D. LA COHÉRENCE DU DISPOSITIF AVEC LES RÉGLEMENTATIONS EN VIGUEUR

Il convient, en effet, de s'interroger sur la cohérence de ce nouveau dispositif tant au regard de la réglementation européenne existante que de la législation française en matière d'espaces protégés. Si au niveau européen l'articulation des dispositifs réglementaires ne pose pas de difficultés majeures, on peut s'interroger sur les risques inhérents à la superposition de mécanismes de protection pour un même site, même si la directive 92/43/CEE/Habitats naturels ne constitue pas en soi un outil réglementaire supplémentaire.

1. L'intégration des sites classés au titre de la directive 79/409/CEE/Oiseaux sauvages dans le réseau Natura 2000

La directive 92/43/CEE/Habitats naturels précise, dans son article 3, que, dès sa mise en place, le réseau Natura 2000 intégrera aussi les Zones de protection spéciale (ZPS) désignées au titre de la directive 79/409/CEE/Oiseaux sauvages.

De plus, il convient de noter qu'à compter de l'entrée en application de la directive 92/43/CEE/Habitats naturels le 5 juin 1994, l'article 7 prévoit que les obligations découlant de l'article 6 paragraphes 2, 3 et 4 se substitueront à celles de l'article 4, paragraphe 4 de la directive 79/409/CEE/Oiseaux sauvages et s'appliqueront tant aux ZPS désignées à cette date qu'aux ZPS créés ultérieurement.
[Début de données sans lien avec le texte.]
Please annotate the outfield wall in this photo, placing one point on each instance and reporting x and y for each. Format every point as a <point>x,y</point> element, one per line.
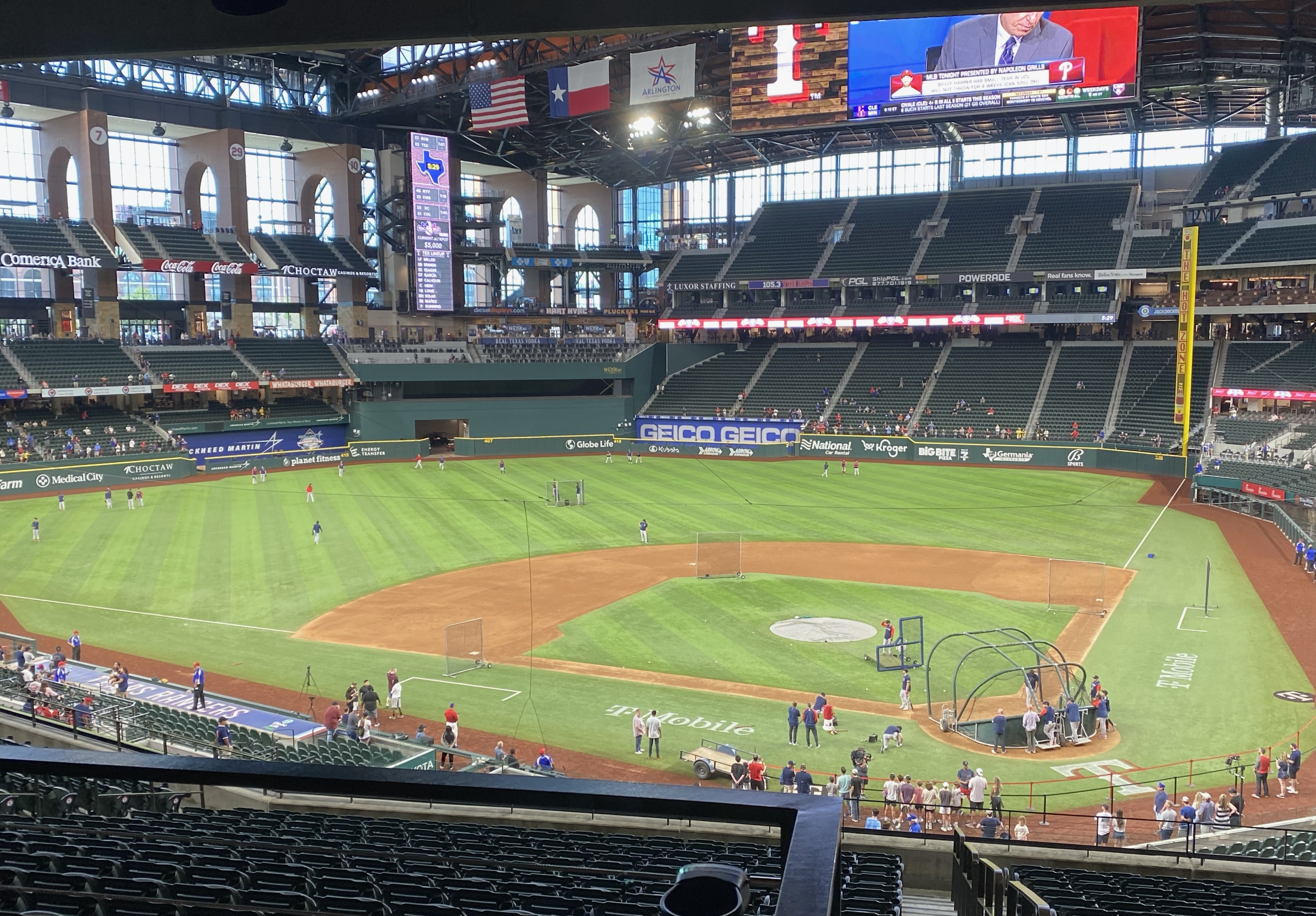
<point>866,448</point>
<point>19,481</point>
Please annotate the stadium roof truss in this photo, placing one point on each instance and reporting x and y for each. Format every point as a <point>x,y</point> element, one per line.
<point>1207,65</point>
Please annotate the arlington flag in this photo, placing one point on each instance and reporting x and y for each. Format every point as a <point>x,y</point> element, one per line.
<point>664,74</point>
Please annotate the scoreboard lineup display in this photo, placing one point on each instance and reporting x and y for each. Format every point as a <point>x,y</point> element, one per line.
<point>790,77</point>
<point>827,73</point>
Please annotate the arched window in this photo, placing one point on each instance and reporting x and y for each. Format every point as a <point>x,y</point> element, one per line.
<point>323,224</point>
<point>210,202</point>
<point>587,228</point>
<point>587,290</point>
<point>514,286</point>
<point>511,216</point>
<point>71,182</point>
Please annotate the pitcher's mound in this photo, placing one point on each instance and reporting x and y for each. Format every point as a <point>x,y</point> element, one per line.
<point>823,630</point>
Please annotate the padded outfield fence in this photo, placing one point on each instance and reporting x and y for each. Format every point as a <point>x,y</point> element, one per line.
<point>868,449</point>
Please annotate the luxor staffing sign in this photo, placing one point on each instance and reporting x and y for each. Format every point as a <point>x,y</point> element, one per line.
<point>1183,353</point>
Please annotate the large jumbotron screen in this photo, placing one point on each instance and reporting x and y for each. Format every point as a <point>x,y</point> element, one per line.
<point>811,75</point>
<point>952,64</point>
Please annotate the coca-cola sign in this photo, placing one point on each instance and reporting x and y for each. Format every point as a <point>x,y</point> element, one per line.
<point>170,266</point>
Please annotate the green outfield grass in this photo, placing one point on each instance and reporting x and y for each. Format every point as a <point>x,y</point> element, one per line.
<point>720,628</point>
<point>228,552</point>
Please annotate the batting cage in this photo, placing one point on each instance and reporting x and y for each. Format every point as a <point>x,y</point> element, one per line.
<point>718,555</point>
<point>564,493</point>
<point>464,647</point>
<point>1074,585</point>
<point>972,676</point>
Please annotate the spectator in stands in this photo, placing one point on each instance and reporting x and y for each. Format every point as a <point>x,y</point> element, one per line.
<point>1188,815</point>
<point>448,740</point>
<point>333,718</point>
<point>369,702</point>
<point>83,714</point>
<point>223,740</point>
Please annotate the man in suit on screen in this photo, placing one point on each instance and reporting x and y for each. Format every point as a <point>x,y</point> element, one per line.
<point>1001,40</point>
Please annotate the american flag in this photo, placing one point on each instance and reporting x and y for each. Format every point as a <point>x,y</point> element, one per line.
<point>499,104</point>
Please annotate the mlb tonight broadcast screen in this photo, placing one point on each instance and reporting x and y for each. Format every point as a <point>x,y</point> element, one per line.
<point>789,77</point>
<point>955,64</point>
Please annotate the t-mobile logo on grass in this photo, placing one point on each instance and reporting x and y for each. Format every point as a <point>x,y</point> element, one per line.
<point>1109,770</point>
<point>698,722</point>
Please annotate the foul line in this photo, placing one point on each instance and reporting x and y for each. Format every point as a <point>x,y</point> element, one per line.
<point>1153,526</point>
<point>148,614</point>
<point>458,684</point>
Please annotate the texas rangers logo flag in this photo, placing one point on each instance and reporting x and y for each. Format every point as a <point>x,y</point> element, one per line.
<point>578,90</point>
<point>665,74</point>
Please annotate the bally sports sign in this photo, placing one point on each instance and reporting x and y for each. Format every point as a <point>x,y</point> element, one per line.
<point>717,431</point>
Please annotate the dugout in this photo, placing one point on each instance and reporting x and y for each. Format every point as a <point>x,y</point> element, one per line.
<point>973,674</point>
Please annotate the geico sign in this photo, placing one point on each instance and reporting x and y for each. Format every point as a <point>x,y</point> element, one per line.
<point>728,434</point>
<point>57,261</point>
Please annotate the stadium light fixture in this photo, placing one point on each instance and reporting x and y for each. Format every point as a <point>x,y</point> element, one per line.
<point>643,127</point>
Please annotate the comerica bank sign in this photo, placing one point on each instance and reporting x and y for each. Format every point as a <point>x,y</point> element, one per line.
<point>714,431</point>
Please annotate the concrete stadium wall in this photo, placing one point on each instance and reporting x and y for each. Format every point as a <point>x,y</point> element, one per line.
<point>494,416</point>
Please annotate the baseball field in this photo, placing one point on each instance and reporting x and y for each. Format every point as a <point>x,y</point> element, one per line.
<point>582,623</point>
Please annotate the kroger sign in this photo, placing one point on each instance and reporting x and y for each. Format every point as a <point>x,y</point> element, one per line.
<point>727,432</point>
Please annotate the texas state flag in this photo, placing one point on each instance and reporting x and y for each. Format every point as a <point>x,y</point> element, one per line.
<point>578,90</point>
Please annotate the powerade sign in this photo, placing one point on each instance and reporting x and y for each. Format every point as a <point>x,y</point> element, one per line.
<point>265,441</point>
<point>717,432</point>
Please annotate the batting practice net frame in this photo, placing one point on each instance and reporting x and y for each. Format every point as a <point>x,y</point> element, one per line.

2. L'articulation de la directive 92/43/CEE/Habitats naturels avec les mesures réglementaires nationales de protection de l'espace

A priori, l'objectif de la directive n'est pas de créer un nouveau statut " d'espace protégé " -au sens réglementaire du terme- pour les sites qui seront intégrés au réseau Natura 2000.

La valeur ajoutée par rapport aux classements nationaux existants réside dans le fait que les habitats et espèces à préserver sont identifiés au niveau de grandes régions biogéographiques et que les sites protégés ne sont plus des espaces isolés résultant de la seule volonté individuelle des États membres.

A priori donc, le réseau Natura 2000 peut englober les sites bénéficiant déjà d'une protection nationale lorsqu'ils répondent aux critères de la directive, mais ce réseau ne peut être réduit à la simple addition de ces sites ; car les choix opérés au titre des protections nationales ne suivent pas forcément les critères scientifiques établis par la directive et qu'à contrario, certains habitats ou espèce retenus par la directive ne font encore l'objet d'aucune protection. Il s'agit donc d'assurer la juxtaposition des deux réglementations communautaires et nationales.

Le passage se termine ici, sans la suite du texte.